Importing data into R can cause headaches for newbies. For some, the concept of relative and absolute paths is new. That’s why I compiled here some recommendations on how to important data into R and on how to ditch the “what’s my path” problem.

3 Pragmatic goal

If you are in a hurry, just pick one way, maybe the first approach. The pragmatic goal is to get your data into R. The rest is mere detail 😄.

4 Approach 1: Quick and easy

This approach is useful for beginners, as it is quick and simple. This approach assumes the data file (as csv format) is located somewhere on your disk (and you know where to find it).

  1. In RStudio, click on the pane Environment and then on Import Dataset and then on From Text (readr).
  2. In the menu, click on Browse to search the file on your computer.
  3. Finally, click on Import to import the CSV file into R.

Note that the menu offers some options such as skipping the first few lines, changing the name of the R tibble, or adjusting the CSV file details (such as different delimiters eg “;” used in German Excel files).

See this picture for an illustration of the respective RStudio menu.

What RStudio does is to get the absolute path to your data file and paste it into read_csv().

For example, an abolute path on my machine to a data file is this: /Users/sebastiansaueruser/datasets/tips.csv.

An absolute path is great, because it’s simple, but the downside is this path will not work on your machine. As long as you are not concerned with other machines, you can safely work with absolute path. If you would like to make your work portable, consider understanding relativ paths. Read on.

5 Approach 2: Start an RStudio project

That’s an approach I generally recommend.

  1. Start an RStudio project.
  2. Put your code files and your data files in this very folder.
  3. Import the data without specifying any paths, eg., d <- read.csv("mydata.csv)

RStudio will consider the RStudio project folder which you specified as the “root” of any (relative) paths you specify. As a consequence, if you put your data in this path, you will not need to specify any path - just give the file name to read_csv().

In case the data are stored in a sub folder in your project folder, you will need to specify this subfolder.

An helpful approach is provided by the package {{here}}. As an example, let’s assume the subfolder where your data file resides is called data, and the data file is named mydata.csv:

d <- read_csv(here("data", "mydata.csv"))

This command essentially tells R “Hey R, look here, that is, in my current project folder, then look in the subfolder”data” and then take the file “mydata.csv”.

In case you are unsure where you current project folder (also called working directory) is, try

getwd()
#> [1] "/Users/sebastiansaueruser/Google Drive/research/Publikationen/blog_ses/sesa-blog/content/post/2022-05-11-importing-data-into-r"

6 Approach 3: Import from an online source

That’s also simple and convenient – as long as someone has put the data online.

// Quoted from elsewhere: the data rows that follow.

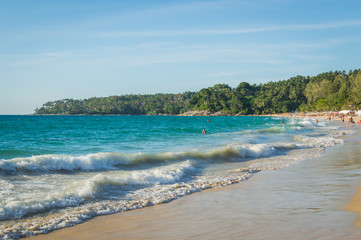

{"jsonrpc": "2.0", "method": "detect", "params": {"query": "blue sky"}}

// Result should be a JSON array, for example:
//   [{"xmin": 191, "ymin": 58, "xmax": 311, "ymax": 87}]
[{"xmin": 0, "ymin": 0, "xmax": 361, "ymax": 114}]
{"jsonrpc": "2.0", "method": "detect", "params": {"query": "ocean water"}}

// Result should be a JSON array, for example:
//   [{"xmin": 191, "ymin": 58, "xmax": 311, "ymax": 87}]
[{"xmin": 0, "ymin": 116, "xmax": 351, "ymax": 239}]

  1. Identify the URL of your data set, and copy it.
  2. Open up an R/Rmd script file and paste the URL to your import function, e.g,. d <- read.csv("https://vincentarelbundock.github.io/Rdatasets/csv/reshape2/tips.csv")

Note that the URL provides an absolute URL that will work irrespective from which machine you access it. Handy.

Note: In case you download a zip file, remember to unzip it before accessing the files.

7 Approach 4: Learn what a path means

This is a more thorough approach, but one which will pay out in the long run.

It is helpful to understand the difference between an abolute path and a relative path. There is a ton of tutorials on that in the web, e.g., checkout this one or this one.

Here’s an approach for absolute file paths:

  1. Identify the location (path) of your data file on your computer.
  2. Copy it to the clipboard (depends on your operating system)^[Mac: Click right, hold Option key, select “copy path name”. Windows: Click right, hold shift, select “copy path name”. Linux users will know in the first place how to proceed 🥳).
  3. Paste it into your import function, e.g, `d <- read.csv(“/Users/sebastiansaueruser/datasets/tips.csv”)

8 Example time – dataset tips

tips <- read.csv("https://vincentarelbundock.github.io/Rdatasets/csv/reshape2/tips.csv")

Exercises:

  1. Import from the URL.
  2. Download the file to your PC and import it via the absolute path.
  3. Download the file to your PC, move it to your current project folder, and import it via the relativ path.